As is apparent from the results shown in FIG. 5, in Example 9 where the baking treatment is performed at a temperature of 1200 ° C., a hydraulic material containing a large amount of beta-type belite phase (β-C ₂ S) is advantageously obtained. It is recognized that In Example 7 where the baking treatment is performed at a temperature of 800 ° C., calcium carbonate is decarboxylated and changed to calcium oxide (CaO), so that a large amount of CaO and SiO ₂ remain, while β-C ₂ S is generated. This can also be seen from FIG. Furthermore, from these results, it is recognized that in Example 8 where the baking treatment is performed at a temperature of 1000 ° C., a large amount of CaO and SiO ₂ remain, while β-C ₂ S is generated.

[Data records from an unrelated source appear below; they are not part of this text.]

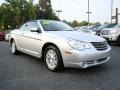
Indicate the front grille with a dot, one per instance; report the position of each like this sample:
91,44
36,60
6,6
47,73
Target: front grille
105,32
100,45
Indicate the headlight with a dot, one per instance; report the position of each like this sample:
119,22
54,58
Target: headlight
113,33
78,45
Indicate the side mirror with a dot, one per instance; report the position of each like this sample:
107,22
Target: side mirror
34,30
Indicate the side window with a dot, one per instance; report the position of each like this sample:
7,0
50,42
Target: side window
29,25
24,27
34,25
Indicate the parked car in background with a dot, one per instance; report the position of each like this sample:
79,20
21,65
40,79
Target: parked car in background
82,29
91,29
59,45
107,25
112,34
2,35
7,35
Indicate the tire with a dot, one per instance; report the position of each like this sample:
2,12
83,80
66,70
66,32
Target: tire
118,41
13,48
53,59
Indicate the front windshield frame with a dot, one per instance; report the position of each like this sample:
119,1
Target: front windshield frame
51,25
117,26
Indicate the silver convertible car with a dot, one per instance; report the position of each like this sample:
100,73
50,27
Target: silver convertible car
59,45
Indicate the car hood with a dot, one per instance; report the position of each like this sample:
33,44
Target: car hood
77,36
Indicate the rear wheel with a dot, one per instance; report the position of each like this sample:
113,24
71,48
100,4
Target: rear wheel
13,48
118,41
53,58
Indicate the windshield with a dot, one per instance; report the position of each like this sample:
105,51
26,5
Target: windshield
49,25
117,26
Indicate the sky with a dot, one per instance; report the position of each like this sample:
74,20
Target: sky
76,9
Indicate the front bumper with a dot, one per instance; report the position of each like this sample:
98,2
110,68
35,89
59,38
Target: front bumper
86,58
109,38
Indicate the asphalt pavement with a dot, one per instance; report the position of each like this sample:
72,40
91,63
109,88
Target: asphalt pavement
24,72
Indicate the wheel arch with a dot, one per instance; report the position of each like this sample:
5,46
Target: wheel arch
49,44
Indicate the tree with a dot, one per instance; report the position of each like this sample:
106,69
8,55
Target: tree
46,10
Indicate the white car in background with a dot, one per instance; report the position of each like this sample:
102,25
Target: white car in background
112,34
7,35
59,45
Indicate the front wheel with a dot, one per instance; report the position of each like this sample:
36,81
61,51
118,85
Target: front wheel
13,48
118,41
53,58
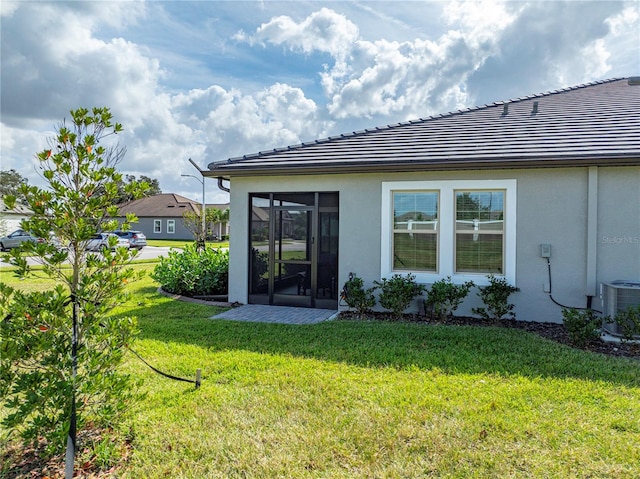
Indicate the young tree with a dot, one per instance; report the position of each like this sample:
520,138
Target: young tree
213,216
10,183
59,349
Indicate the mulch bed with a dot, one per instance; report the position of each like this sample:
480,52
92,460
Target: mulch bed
553,331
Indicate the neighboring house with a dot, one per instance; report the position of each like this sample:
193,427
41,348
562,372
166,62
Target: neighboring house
10,219
160,216
464,194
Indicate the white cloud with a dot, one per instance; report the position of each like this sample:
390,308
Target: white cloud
481,51
324,30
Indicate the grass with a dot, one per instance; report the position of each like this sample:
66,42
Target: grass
347,399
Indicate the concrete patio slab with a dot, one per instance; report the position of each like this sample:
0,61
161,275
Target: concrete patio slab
260,313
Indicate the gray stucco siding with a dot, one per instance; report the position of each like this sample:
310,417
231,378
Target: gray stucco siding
146,225
552,207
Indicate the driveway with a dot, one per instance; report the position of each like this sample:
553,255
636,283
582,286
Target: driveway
148,252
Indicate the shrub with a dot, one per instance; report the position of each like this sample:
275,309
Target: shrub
397,293
628,322
496,299
582,325
193,273
445,297
357,297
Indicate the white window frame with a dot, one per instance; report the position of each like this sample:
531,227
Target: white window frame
446,238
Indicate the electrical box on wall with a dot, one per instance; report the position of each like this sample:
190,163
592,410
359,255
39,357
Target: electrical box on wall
545,250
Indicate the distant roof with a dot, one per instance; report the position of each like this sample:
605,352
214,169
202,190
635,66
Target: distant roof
18,209
166,204
592,124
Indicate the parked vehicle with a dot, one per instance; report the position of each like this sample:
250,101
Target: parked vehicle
101,240
136,239
15,239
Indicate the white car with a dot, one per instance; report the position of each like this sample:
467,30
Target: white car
15,239
101,240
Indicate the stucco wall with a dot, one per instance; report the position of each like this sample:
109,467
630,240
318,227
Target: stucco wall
552,207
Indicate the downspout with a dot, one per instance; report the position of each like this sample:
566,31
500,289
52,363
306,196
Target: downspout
228,190
592,234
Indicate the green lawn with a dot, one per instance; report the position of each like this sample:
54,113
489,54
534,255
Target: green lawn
349,399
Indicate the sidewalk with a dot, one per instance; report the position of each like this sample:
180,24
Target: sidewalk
260,313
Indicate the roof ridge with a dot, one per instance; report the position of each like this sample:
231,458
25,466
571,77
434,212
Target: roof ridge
449,114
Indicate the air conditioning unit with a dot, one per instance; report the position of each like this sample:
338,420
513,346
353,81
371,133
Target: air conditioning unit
618,296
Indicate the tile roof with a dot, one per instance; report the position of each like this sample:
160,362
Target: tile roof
162,205
592,124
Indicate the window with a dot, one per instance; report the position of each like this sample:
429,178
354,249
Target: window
415,230
479,239
462,229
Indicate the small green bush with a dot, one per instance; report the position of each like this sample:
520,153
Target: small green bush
629,322
582,325
445,297
193,273
357,297
398,292
496,299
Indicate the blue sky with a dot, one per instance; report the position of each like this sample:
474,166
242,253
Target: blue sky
211,80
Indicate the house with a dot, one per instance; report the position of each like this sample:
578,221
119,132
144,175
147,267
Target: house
160,216
10,219
542,190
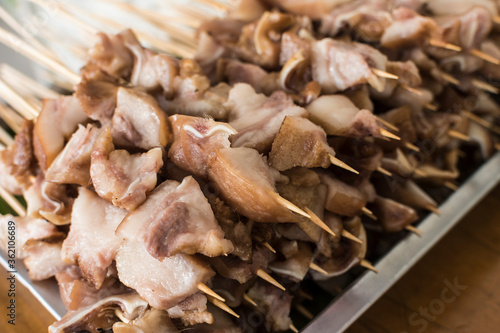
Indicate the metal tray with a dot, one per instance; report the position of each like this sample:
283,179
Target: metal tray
363,292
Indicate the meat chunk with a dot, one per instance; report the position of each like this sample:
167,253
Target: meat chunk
300,143
176,218
50,201
163,284
139,121
338,65
245,182
44,258
91,242
17,162
258,118
72,165
274,304
194,139
122,178
23,229
346,120
49,140
409,29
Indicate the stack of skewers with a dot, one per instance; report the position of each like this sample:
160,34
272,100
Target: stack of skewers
229,173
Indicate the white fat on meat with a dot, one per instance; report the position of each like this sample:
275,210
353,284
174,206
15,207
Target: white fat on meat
91,242
44,259
122,178
49,140
338,65
138,120
72,165
246,183
193,139
337,115
176,218
163,284
258,118
22,229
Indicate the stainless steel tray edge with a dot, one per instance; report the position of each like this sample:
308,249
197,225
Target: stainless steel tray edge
355,300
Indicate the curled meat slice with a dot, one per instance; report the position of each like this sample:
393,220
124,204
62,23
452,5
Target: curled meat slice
72,165
274,304
50,201
193,139
101,314
163,284
120,177
49,140
338,65
25,229
91,242
245,182
44,258
139,121
176,218
409,29
17,162
300,143
339,116
258,118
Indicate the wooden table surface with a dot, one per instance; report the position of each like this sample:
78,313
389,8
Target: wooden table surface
453,289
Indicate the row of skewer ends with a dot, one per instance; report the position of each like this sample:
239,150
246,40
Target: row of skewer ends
26,107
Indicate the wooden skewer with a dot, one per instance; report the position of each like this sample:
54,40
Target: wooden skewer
12,202
293,328
350,236
222,306
305,295
303,311
313,217
458,135
444,45
484,56
384,171
386,75
387,124
28,51
369,213
414,230
317,268
411,146
485,86
340,164
5,137
18,102
411,89
263,275
249,300
287,204
205,289
388,134
452,186
366,264
431,107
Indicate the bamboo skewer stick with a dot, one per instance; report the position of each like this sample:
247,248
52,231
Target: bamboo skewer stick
263,275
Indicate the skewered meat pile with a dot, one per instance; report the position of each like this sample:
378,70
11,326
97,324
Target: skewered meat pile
163,189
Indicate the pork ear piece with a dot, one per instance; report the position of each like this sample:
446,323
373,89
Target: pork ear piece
122,178
245,182
300,143
176,218
193,140
17,162
49,140
138,120
101,314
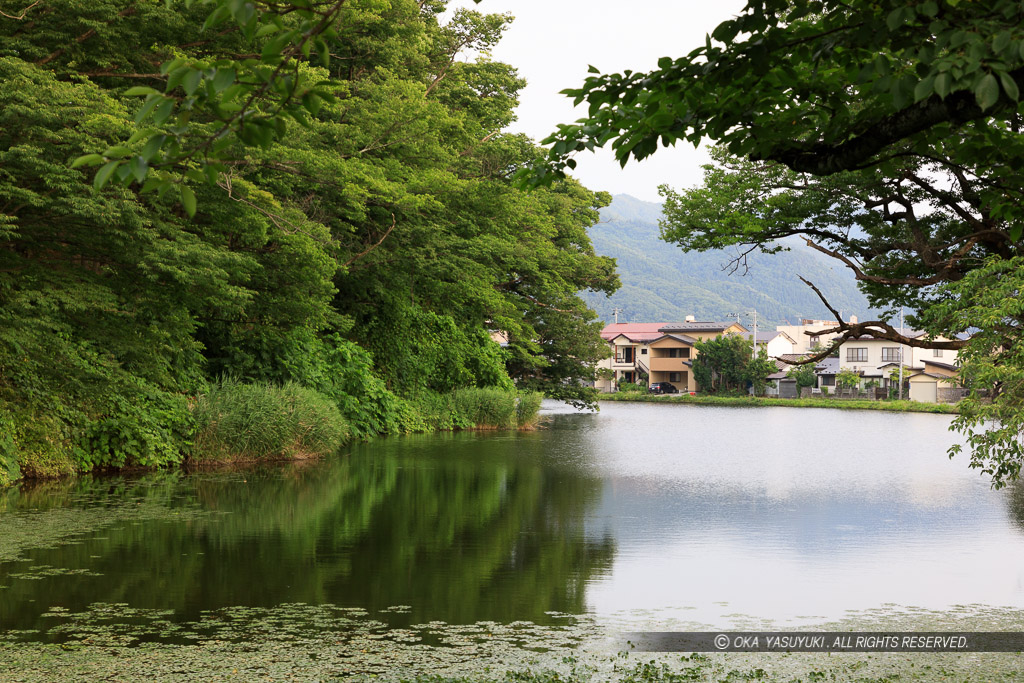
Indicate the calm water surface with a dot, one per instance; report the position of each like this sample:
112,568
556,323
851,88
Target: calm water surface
717,516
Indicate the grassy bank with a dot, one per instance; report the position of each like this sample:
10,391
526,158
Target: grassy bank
241,423
238,422
838,403
478,409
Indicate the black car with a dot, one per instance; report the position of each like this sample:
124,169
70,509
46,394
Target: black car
664,387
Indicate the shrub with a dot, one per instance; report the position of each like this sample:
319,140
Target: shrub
489,408
261,421
636,387
526,408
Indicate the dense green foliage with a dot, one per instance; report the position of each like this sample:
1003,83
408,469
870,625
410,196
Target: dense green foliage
840,403
474,408
989,302
237,422
887,134
726,364
366,254
804,375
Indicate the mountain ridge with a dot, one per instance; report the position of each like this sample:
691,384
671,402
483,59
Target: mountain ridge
663,283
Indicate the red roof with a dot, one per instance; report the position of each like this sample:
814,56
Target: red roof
635,331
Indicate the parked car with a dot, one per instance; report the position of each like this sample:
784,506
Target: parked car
664,387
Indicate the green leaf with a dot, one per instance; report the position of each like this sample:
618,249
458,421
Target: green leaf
164,112
117,152
147,108
153,145
190,81
103,174
924,89
223,79
187,199
895,18
1001,41
138,167
140,90
1010,86
987,91
87,160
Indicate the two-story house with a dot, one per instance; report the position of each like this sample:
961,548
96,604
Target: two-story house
876,358
672,354
802,342
663,351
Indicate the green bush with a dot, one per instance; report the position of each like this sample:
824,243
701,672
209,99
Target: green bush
239,422
633,387
527,407
473,408
9,470
483,409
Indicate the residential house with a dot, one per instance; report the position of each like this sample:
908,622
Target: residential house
876,358
776,343
802,342
630,351
663,351
936,383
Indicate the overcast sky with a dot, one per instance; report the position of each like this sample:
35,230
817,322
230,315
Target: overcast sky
552,42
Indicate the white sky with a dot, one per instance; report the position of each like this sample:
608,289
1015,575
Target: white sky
552,42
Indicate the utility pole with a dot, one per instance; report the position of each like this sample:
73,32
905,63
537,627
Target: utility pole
754,353
901,354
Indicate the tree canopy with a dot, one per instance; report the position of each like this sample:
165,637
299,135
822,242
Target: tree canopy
885,133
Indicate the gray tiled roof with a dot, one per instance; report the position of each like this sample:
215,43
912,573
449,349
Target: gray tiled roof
697,327
827,366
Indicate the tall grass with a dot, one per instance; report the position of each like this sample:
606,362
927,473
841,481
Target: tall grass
840,403
478,409
527,409
239,422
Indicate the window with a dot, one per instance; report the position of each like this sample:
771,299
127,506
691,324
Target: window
856,355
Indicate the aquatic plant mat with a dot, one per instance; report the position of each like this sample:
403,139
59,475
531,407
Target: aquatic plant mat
309,642
303,642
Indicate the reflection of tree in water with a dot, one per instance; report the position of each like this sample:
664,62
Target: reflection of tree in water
1015,503
459,536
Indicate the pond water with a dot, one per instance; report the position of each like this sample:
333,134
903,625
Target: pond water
642,513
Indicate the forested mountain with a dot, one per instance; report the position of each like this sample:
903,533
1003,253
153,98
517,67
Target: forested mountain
662,283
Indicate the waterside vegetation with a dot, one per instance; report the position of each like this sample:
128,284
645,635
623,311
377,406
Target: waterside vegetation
342,241
839,403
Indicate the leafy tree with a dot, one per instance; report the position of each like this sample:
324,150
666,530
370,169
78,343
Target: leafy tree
365,251
804,375
885,133
721,364
848,379
989,304
758,370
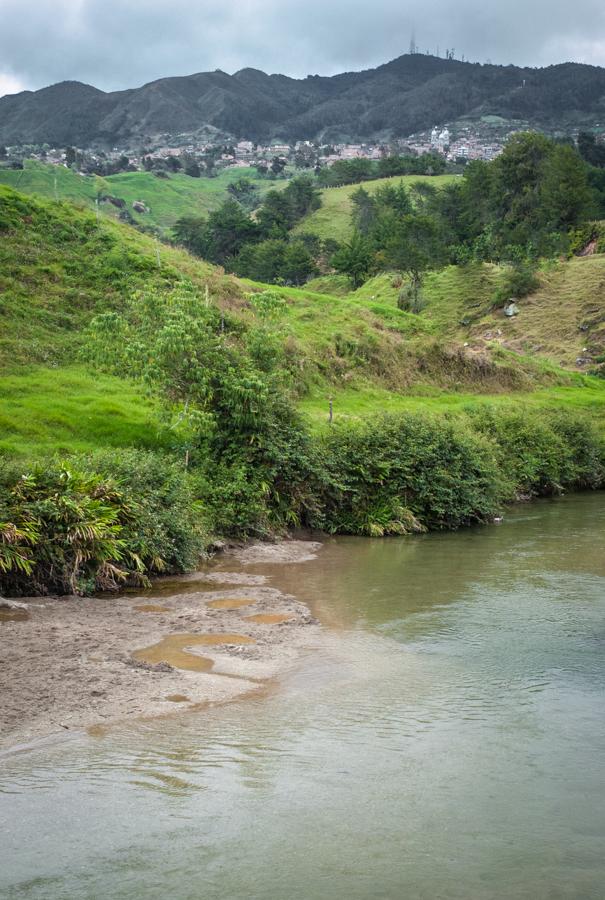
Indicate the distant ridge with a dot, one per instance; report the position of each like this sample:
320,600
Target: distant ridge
411,93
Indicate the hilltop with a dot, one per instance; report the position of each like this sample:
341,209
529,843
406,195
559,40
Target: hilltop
408,94
149,401
166,199
60,267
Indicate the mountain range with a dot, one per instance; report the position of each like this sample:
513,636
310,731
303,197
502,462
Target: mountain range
408,94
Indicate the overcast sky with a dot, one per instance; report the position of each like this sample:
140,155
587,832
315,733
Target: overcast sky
115,44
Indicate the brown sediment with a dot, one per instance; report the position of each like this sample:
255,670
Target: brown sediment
68,664
269,618
230,604
172,650
14,615
151,607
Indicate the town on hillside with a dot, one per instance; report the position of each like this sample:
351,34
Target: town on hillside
457,145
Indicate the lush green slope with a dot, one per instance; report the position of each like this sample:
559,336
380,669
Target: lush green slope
333,218
59,267
166,198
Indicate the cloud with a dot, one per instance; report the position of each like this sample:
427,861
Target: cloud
115,44
9,84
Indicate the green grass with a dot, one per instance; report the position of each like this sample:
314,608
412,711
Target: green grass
586,394
333,218
167,198
46,411
59,267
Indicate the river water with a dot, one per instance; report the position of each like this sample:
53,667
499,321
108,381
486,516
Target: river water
444,739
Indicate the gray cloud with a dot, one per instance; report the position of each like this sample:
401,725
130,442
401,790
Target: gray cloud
115,44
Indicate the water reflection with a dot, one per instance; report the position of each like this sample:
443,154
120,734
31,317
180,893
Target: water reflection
446,740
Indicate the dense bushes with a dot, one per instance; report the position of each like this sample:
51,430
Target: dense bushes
544,453
407,473
102,521
95,523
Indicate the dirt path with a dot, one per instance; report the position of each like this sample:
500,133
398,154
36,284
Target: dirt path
76,663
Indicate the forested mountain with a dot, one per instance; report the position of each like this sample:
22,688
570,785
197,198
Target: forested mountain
410,93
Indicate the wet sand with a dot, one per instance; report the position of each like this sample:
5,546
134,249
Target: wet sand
74,663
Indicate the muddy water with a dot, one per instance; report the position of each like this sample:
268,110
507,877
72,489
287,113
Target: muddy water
177,650
445,739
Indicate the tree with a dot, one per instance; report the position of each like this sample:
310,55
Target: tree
192,169
220,237
565,194
355,259
593,153
414,247
298,264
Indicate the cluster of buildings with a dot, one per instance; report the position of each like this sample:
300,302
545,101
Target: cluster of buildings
466,144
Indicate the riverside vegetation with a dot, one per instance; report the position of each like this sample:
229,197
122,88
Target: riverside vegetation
151,403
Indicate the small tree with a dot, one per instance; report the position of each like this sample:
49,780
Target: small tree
355,259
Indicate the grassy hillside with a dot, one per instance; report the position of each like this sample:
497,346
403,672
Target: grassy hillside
59,267
167,198
107,480
333,219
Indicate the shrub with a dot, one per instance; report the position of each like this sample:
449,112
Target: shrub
94,522
517,283
407,473
543,453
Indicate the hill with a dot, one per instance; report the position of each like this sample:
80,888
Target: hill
148,402
60,267
166,199
409,93
333,218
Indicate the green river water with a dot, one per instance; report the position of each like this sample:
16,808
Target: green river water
444,739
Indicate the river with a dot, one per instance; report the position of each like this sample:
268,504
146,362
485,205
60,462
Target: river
444,739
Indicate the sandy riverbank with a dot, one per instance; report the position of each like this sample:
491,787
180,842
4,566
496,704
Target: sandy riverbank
78,663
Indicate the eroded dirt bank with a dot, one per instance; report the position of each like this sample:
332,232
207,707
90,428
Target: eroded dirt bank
76,663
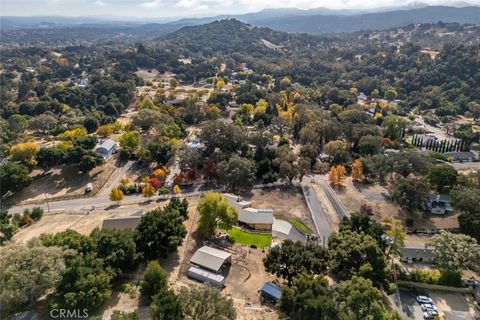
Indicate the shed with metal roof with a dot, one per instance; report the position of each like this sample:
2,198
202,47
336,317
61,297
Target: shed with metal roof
271,291
107,148
211,259
202,275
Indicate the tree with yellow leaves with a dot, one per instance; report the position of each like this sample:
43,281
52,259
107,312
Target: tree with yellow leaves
176,189
336,175
220,83
105,130
125,181
396,233
25,153
116,195
261,106
148,191
332,176
341,171
160,174
357,170
74,133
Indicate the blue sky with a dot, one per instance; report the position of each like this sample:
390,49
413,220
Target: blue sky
182,8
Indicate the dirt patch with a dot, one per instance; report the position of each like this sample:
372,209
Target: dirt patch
327,206
147,74
284,200
66,181
354,194
244,278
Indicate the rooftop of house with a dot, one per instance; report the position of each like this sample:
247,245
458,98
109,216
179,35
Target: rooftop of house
210,258
272,290
255,216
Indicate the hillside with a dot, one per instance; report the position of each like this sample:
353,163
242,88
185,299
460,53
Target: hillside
226,37
318,24
56,30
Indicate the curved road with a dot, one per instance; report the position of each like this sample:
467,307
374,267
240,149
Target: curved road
316,210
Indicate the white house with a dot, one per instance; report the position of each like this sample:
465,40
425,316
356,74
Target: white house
107,148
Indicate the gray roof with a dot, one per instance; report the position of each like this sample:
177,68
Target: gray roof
122,223
272,290
210,258
440,197
107,146
204,275
416,253
255,216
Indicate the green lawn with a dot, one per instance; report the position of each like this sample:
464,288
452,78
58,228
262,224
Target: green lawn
302,227
261,240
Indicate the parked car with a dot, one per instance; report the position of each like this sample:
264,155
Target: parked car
428,306
424,299
430,314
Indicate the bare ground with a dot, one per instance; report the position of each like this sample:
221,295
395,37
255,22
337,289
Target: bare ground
66,181
285,200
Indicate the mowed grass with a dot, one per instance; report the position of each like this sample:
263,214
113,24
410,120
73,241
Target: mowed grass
261,240
302,227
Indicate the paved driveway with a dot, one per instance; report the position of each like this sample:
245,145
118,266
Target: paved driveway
284,229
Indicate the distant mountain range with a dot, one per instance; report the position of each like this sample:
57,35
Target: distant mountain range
313,21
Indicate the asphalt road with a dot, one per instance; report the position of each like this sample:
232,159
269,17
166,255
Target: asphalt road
337,205
318,215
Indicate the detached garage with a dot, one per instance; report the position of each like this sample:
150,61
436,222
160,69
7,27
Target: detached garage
199,274
211,259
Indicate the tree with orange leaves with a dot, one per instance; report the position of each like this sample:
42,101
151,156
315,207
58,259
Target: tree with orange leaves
336,175
357,170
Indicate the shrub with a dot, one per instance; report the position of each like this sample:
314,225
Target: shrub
25,220
154,279
125,153
425,276
132,189
37,213
123,187
163,190
450,278
409,222
155,182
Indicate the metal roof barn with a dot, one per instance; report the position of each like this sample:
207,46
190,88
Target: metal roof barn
206,276
271,291
106,148
210,258
255,216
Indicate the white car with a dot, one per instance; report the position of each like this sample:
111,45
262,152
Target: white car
424,299
428,307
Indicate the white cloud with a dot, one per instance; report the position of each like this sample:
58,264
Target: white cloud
152,4
193,5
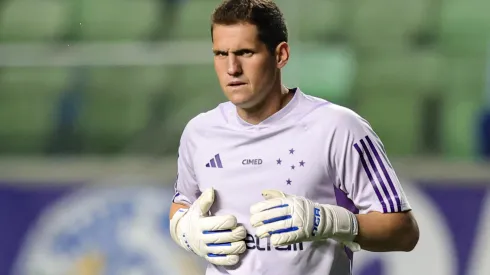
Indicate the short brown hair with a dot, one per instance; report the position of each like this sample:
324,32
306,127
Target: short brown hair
264,14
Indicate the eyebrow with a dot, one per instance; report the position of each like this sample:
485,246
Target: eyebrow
238,51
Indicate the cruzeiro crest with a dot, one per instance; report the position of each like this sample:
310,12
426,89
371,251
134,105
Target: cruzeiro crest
105,231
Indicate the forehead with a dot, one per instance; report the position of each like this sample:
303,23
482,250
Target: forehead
235,36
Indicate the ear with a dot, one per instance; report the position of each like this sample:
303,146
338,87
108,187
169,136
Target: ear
282,54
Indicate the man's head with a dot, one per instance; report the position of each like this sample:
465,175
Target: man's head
250,47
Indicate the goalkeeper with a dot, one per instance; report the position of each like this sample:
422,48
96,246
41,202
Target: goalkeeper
275,181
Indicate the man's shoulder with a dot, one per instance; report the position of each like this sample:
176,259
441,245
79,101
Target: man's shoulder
332,114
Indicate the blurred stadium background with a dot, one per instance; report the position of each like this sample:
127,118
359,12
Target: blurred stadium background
94,95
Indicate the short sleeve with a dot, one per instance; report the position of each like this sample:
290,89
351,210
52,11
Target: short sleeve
362,169
186,185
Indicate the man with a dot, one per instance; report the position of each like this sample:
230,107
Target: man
275,181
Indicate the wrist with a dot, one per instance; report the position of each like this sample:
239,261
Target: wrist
178,228
340,224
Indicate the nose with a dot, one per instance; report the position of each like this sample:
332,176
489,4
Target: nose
234,67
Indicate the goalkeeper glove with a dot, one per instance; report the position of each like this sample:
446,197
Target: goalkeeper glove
291,219
218,239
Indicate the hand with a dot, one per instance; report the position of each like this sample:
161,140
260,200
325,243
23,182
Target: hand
291,219
218,239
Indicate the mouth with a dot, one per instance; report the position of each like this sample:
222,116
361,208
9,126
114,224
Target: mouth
235,84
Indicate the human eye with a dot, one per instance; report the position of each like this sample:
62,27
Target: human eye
220,53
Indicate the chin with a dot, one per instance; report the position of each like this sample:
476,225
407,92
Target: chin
241,100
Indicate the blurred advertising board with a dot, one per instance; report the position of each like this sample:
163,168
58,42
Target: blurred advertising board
65,229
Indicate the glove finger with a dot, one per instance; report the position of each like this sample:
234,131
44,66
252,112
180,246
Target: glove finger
278,227
272,194
216,223
286,238
269,216
234,235
206,200
268,204
222,259
226,248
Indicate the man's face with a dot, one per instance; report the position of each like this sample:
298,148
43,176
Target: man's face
246,69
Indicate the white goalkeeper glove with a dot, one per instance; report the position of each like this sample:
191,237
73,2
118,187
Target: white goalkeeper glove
291,219
218,239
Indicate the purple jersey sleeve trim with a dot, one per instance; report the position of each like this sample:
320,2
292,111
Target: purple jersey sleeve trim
370,176
385,172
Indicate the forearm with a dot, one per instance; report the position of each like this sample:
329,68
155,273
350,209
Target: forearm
387,232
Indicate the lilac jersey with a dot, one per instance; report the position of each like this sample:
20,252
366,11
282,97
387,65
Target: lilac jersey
310,148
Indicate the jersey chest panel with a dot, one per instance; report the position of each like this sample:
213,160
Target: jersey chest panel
239,167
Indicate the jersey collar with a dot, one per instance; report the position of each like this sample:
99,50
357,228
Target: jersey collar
278,117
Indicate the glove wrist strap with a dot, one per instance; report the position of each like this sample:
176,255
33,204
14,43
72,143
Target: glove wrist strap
344,225
176,231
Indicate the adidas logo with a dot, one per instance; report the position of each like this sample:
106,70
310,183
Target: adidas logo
215,162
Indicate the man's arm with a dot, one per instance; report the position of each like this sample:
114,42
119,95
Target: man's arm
384,232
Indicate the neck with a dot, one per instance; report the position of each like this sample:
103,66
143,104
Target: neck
274,101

The X-ray-diffraction figure which shows together the result of having analyzed the hydraulic material obtained in Example 2 and Example 3 of this invention with the X-ray-diffraction apparatus with Comparative Examples 1-2. The photograph figure which observed the hydraulic material obtained in Example 2 in FIG. 1 directly with the scanning electron microscope together with the tile waste material calcined at 500 ° C. as a comparative example. The X-ray-diffraction figure which shows the result of having analyzed the hydraulic material obtained in Example 2 and Example 3 in FIG. 1 with the X-ray-diffraction apparatus. The X-ray diffraction diagram which shows the result of having analyzed each hydraulic material obtained in Examples 4-6 of this invention with the X-ray-diffraction apparatus. The X-ray diffraction diagram which shows the result of having analyzed each hydraulic material obtained in Examples 7-9 of this invention with the X-ray-diffraction apparatus.

Claims (13)

A method for producing a hydraulic material, comprising using waste concrete as a main raw material, adding an auxiliary component containing calcium to the main raw material, and performing a baking treatment at a temperature of 800 to 1300 ° C. The method for producing a hydraulic material according to claim 1, wherein a molar ratio of CaO / SiO ₂ in the mixture obtained by adding the auxiliary component to the concrete waste is 1 to 4. The method for producing a hydraulic material according to claim 1, wherein the concrete waste material includes asbestos fibers. The method for producing a hydraulic material according to any one of claims 1 to 3, wherein the concrete waste material includes pulp, and the pulp is removed as a pre-process of the firing treatment. The method for producing a hydraulic material according to claim 4, wherein, as the pulp removing step, the concrete waste material is pulverized to a particle size of 3 mm or less and then calcined at a temperature lower than the firing treatment. The method for producing a hydraulic material according to any one of claims 1 to 5, wherein the auxiliary component contains iron and / or boron. The method for producing a hydraulic material according to any one of claims 1 to 6, wherein the concrete waste material and the auxiliary component are pulverized and mixed to a particle size of 3 mm or less, and then the firing treatment is performed. A method for producing a concrete product, characterized in that a concrete product is produced by performing a high-temperature and high-pressure curing at 100 to 300 ° C using the hydraulic material produced according to the method according to any one of claims 1 to 7. . The method for producing a concrete product according to claim 8, wherein steam curing at 45 to 100 ° C. is performed as pre-curing before performing the high-temperature and high-pressure curing. A concrete product material for carrying out high-temperature and high-pressure curing using a hydraulic material produced according to the method according to claim 1. The material for concrete products according to claim 10, wherein the cement mineral that contributes to the strength of the cement contains a larger amount of berit than that of alite. The concrete product material according to claim 11, wherein the berit contains more beta type than gamma type. A concrete admixture using a hydraulic material produced according to the method according to claim 1.